The Australian government currently spends $16.1 billion on residential aged care, $5.6 billion on home care, and $2.9 billion on home support. Government funding for aged care has more than doubled since 2012-13.

Various factors will see costs rise sharply into the future: the ageing population, growing life expectancy, the response to the Aged Care Royal Commission and government backed wage increases for carers, to name a few.

Too often, the default has been to saddle taxpayers with the additional burden. This would not only be unfair to younger workers, it also ignores potential benefits to retirees themselves.

In reality, our tax and transfer system, which includes aged care, largely ignores the effect of accumulated wealth on a person’s ability to pay for their own needs.

Consequently, those with the least accumulated wealth, young workers, often make large transfers to those with the most wealth, retired Australians.

While government unquestionably needs to cover those who cannot afford the care they need, this does not mean government should pay for everything, maintaining retirees’ wealth intact to pass on through inflated inheritances.

Moreover, a system dominated by government funding and provision distorts incentives and robs ageing Australians of choice.

Most blatant is the exclusion of the vast majority of home equity from consideration in the means test. The current system only considers the first $200,000 of equity in the family home.

However, the average pensioner has almost $650,000 in home equity, and approximately 10% have $1 million or more. Self-funded retirees have even more wealth tied up in property, with the average exceeding $1 million.

Of those over 75, 80% own their own home, a major store of wealth that could boost living standards.

Means testing, both for the pension and aged care contributions, disincentivises retirees from accessing this resource.

Further, stamp duty and other transaction costs eat away at the capital of older Australians who downsize.

When surveyed, most retirees expressed a strong desire to ‘age in place’, that is stay in their local community near their support networks. Yet, a lack of nearby age-appropriate options means those who wish to downsize are forced to move further away.

Instead, many remain in large homes until it becomes unmanageable and they must move to residential care.

Retirees would likely find that not only would they have a better quality-of-life if they could transition to more age-appropriate housing, their care needs may be lower. Home-based care might become a more viable option, delaying the transition into residential care.

Unfortunately, NIMBY zoning policies restrict developers from building diverse housing in places where people currently live. Stereotypically, advocates for housing density point to the young family who can’t break into the market, but older Australians seeking to downsize also face limited options.

We can do better, but only if we are willing to access all options.

Expecting taxpayers — and specifically the coming generations — to foot the bill for spiraling aged care costs, just to avoid politically difficult conversations about independent retirement, only exacerbates generational inequality.

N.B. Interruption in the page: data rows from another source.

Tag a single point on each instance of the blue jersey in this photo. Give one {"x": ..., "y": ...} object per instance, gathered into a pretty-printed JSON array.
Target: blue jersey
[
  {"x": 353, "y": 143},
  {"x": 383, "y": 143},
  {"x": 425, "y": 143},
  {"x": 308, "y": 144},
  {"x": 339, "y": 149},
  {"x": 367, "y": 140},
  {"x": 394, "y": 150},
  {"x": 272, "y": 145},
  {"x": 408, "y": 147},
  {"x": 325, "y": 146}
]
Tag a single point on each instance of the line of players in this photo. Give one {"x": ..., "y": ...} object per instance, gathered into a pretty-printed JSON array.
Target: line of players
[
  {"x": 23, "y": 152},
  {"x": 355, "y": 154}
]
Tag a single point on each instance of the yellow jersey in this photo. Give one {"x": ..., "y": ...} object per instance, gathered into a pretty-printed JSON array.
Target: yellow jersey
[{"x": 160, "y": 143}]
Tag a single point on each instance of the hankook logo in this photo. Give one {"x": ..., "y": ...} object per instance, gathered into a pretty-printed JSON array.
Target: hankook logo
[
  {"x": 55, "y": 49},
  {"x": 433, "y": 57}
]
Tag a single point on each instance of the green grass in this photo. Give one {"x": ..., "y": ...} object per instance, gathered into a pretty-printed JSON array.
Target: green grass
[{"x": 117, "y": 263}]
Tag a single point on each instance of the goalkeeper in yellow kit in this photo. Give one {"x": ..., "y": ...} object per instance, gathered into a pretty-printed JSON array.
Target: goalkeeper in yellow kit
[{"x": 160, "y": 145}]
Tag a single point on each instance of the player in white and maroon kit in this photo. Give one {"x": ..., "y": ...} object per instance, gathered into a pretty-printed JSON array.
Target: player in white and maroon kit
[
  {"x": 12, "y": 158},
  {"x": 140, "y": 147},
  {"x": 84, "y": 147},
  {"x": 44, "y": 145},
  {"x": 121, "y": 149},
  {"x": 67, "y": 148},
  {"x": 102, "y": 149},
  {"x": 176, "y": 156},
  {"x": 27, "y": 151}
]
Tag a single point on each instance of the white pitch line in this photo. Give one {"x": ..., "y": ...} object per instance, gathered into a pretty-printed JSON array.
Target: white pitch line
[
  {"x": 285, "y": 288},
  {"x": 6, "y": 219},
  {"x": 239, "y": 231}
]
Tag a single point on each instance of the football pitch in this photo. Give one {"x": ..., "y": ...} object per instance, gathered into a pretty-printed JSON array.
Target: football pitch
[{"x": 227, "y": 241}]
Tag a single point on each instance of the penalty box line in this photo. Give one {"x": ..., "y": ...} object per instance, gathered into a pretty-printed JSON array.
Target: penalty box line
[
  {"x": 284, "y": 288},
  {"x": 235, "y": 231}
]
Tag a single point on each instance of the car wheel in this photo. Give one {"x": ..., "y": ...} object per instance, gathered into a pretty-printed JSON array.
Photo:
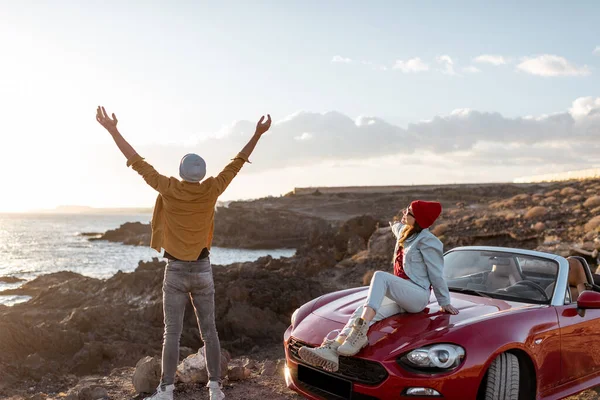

The reforms being discussed move us toward addressing the imbalances in our aged care system and relieving the coming burden on young people. In reality, the kind of care older Australians want is expensive, so they should have to contribute to meet its cost.

A system that promotes financial self-sufficiency among retirees is one that is future proof. It won’t fall apart because following generations are smaller than their predecessors.

For the sake of old and young, legislation should encourage downsizing and ensure our aged care system is sustainable for future generations.

Emilie Dye is a Research Analyst for the Centre for Independent Studies’ Intergenerational Program.